Der Panamakanal verbindet den Atlantik (Karibik) mit dem Pazifik über eine rund 80 Kilometer lange, von Menschenhand angelegte Wasserstraße. Dabei wird ein Höhenunterschied von 26 Metern zum künstlich angestauten Gatúnsee überwunden, der sowohl am Anfang als auch am Ende der Passage durch jeweils drei Schleusen erreicht wird.
Heute war nun der Tag unserer zweitägigen Fahrt von einem Ozean zum anderen gekommen.

Unser vereinbarter Termin mit dem Advisor der Kanalbehörde war für 15:30 Uhr auf dem Ankerplatz vor der Marina angesetzt – und wurde auch pünktlich eingehalten.

Auf dem Weg in den Kanal passierten wir die Atlantikbrücke und erreichten nach etwa fünf Seemeilen die Gatún-Schleusen.

Bevor wir in die erste Schleusenkammer einfahren konnten, mussten wir uns zunächst mit zwei weiteren Booten zu einem Päckchen zusammenbinden.

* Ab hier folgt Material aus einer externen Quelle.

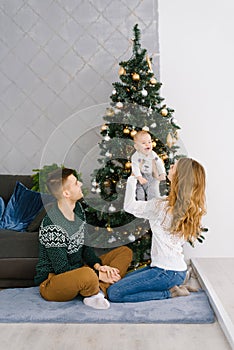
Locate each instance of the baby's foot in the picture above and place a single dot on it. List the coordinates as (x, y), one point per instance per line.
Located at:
(97, 301)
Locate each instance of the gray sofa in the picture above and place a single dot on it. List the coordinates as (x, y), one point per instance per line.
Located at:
(18, 250)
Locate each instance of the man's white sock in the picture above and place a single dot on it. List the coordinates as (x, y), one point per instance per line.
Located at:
(97, 301)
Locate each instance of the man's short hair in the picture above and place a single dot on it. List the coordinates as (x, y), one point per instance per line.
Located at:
(56, 179)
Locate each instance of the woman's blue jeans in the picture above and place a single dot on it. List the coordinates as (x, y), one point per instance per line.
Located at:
(148, 283)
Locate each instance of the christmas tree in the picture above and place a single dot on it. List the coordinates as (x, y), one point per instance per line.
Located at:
(135, 105)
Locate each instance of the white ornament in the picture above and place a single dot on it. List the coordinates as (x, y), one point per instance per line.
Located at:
(144, 92)
(111, 208)
(119, 105)
(108, 154)
(112, 239)
(117, 110)
(107, 138)
(131, 237)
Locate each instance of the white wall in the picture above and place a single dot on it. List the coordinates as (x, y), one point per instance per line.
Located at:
(197, 72)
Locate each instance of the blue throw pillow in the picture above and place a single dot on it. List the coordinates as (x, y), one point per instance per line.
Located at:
(2, 207)
(22, 208)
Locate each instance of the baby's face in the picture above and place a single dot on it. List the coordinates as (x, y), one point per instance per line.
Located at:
(143, 144)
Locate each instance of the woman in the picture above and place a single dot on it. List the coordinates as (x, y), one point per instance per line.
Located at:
(173, 221)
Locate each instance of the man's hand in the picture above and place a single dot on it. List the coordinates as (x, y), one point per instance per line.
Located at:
(142, 180)
(109, 274)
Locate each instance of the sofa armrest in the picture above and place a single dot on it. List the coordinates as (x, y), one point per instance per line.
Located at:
(18, 244)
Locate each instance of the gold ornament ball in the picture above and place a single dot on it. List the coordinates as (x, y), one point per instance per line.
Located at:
(122, 71)
(104, 127)
(126, 131)
(133, 132)
(164, 112)
(153, 81)
(110, 112)
(169, 140)
(128, 165)
(136, 76)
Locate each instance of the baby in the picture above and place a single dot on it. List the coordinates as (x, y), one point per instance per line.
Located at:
(147, 167)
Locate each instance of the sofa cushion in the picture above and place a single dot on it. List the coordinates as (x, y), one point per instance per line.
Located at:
(21, 209)
(7, 184)
(2, 207)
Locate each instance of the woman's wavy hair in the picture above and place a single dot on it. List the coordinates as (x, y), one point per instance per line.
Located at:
(186, 200)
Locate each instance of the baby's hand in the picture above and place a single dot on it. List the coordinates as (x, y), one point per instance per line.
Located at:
(142, 180)
(162, 177)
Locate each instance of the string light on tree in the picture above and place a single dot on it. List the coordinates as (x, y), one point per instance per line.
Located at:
(107, 137)
(136, 76)
(164, 112)
(144, 92)
(111, 208)
(122, 71)
(119, 105)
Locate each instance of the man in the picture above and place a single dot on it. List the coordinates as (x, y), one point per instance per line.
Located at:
(66, 266)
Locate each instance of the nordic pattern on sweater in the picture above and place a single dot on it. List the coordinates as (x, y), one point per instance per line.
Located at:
(61, 244)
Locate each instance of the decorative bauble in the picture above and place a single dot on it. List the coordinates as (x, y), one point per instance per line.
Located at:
(133, 132)
(131, 237)
(126, 131)
(111, 208)
(128, 165)
(164, 112)
(112, 239)
(117, 110)
(122, 71)
(107, 137)
(94, 183)
(144, 92)
(149, 63)
(119, 105)
(110, 112)
(104, 127)
(153, 81)
(108, 154)
(106, 183)
(169, 140)
(135, 76)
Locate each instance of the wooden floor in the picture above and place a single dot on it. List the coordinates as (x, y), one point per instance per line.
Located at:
(217, 273)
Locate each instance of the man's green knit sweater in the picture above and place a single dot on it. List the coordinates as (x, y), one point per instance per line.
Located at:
(61, 244)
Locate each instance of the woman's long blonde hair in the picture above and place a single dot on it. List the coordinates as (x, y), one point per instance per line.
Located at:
(186, 200)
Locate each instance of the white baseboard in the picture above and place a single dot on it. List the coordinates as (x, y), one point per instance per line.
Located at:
(221, 314)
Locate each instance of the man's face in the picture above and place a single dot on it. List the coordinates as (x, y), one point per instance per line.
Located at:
(73, 186)
(143, 144)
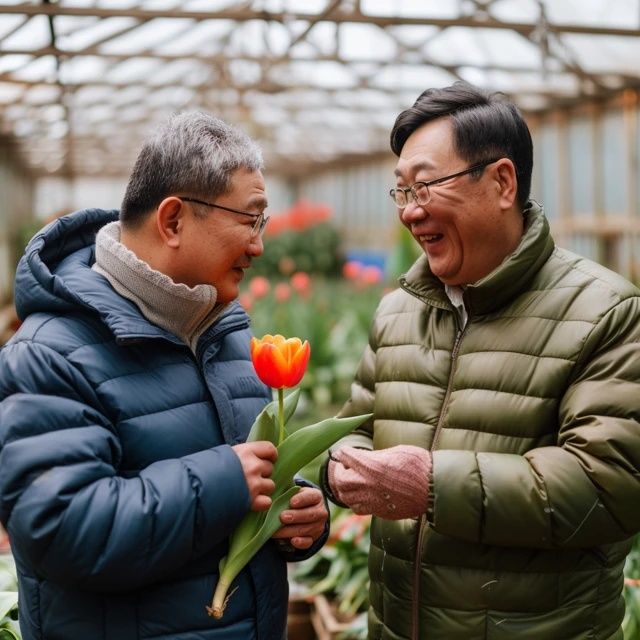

Normalerweise liegt dabei ein Katamaran in der Mitte, doch in unserem Fall entschieden sich die Advisoren dafür, das Boot mit dem stärksten Motor in die Mitte zu nehmen.
Das sah nicht nur etwas ungleichmäßig aus – es fühlte sich auch so an, denn ich musste das Päckchen meist mit Rückwärtsfahrt auf Kurs halten, um geradeaus zu laufen.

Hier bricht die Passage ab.